Hackers hold medical records ransom

HCPRO Website, February 19, 2016

Hollywood Presbyterian Medical Center (HPMC) in Los Angeles was knocked offline by a cyberattack that targeted the hospital’s electronic medical records (EMR). Staff at HPMC reported problems accessing the hospital’s network on February 5, the hospital said in a statement. HPMC’s IT department discovered the network was infected with ransomware, a type of malware that locks access to files and systems until a ransom is paid. Staff were unable to access EMRs or use any affected device to communicate. The attack took down computer systems throughout the facility, including the emergency department, according to Wired.

The hackers demanded ransom paid in bitcoins, a type of electronic currency. Early reports from a local NBC affiliate, later reported in The Atlantic, put the ransom at 9,000 bitcoins, the equivalent of $3.4 million. However, HPMC disputes those reports and says the total ransom was 40 bitcoins, or $17,000. HPMC paid the ransom after determining that was the most efficient method of restoring normal operations.

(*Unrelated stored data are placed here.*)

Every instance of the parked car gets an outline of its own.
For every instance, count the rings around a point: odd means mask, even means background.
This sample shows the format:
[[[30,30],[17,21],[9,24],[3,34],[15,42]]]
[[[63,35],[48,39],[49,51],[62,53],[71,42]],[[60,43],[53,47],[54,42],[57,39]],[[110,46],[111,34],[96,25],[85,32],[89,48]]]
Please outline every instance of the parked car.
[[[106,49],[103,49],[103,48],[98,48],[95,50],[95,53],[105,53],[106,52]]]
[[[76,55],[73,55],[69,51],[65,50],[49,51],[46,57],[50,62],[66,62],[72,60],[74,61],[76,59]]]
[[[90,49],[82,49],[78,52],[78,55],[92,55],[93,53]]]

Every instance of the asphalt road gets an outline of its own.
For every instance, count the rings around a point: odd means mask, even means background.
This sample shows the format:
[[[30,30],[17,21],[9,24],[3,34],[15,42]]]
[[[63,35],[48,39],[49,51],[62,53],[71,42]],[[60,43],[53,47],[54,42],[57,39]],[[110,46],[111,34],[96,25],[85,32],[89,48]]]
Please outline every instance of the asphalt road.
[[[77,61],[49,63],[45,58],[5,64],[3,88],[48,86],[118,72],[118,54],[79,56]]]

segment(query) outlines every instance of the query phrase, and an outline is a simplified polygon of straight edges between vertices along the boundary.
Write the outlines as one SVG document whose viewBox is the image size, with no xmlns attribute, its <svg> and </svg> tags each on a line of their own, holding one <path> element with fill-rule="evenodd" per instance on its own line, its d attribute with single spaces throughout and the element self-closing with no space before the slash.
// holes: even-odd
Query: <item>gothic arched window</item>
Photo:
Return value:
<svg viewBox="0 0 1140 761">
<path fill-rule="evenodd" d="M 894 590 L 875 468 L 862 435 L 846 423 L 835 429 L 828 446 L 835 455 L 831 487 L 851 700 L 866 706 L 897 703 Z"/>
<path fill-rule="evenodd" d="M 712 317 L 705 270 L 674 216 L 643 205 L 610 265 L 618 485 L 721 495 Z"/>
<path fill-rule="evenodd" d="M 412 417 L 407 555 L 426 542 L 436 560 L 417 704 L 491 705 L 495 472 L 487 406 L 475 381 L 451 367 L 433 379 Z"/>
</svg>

Although HPMC says law enforcement was immediately contacted, the Los Angeles Times reports that HPMC paid the ransom before alerting law enforcement. HPMC contacted the Los Angeles Police Department the week following the attack. The FBI has since taken control of the investigation.
The attack forced HPMC to return to faxing and paper documentation for more than a week. Although some staff told The Guardian that they preferred writing notes and documentation by hand, some patients had to be directed to other hospitals for treatment, the NBC affiliate reported.

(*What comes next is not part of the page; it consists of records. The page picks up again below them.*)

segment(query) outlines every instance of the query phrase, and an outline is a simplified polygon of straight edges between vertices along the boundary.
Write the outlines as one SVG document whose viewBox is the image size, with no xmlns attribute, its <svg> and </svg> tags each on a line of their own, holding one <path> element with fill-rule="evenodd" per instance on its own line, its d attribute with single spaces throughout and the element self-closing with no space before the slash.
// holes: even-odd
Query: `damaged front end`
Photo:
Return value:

Normal operations and access to the EMR systems were restored February 15. All systems were tested and cleared of malware. HPMC did not say how many patients’ records or what types of information were affected, or if staff records and personal information were affected.

The investigation is still on-going. Patient care was not compromised by the incident and there is currently no evidence that patient or staff information was accessed inappropriately, HPMC said.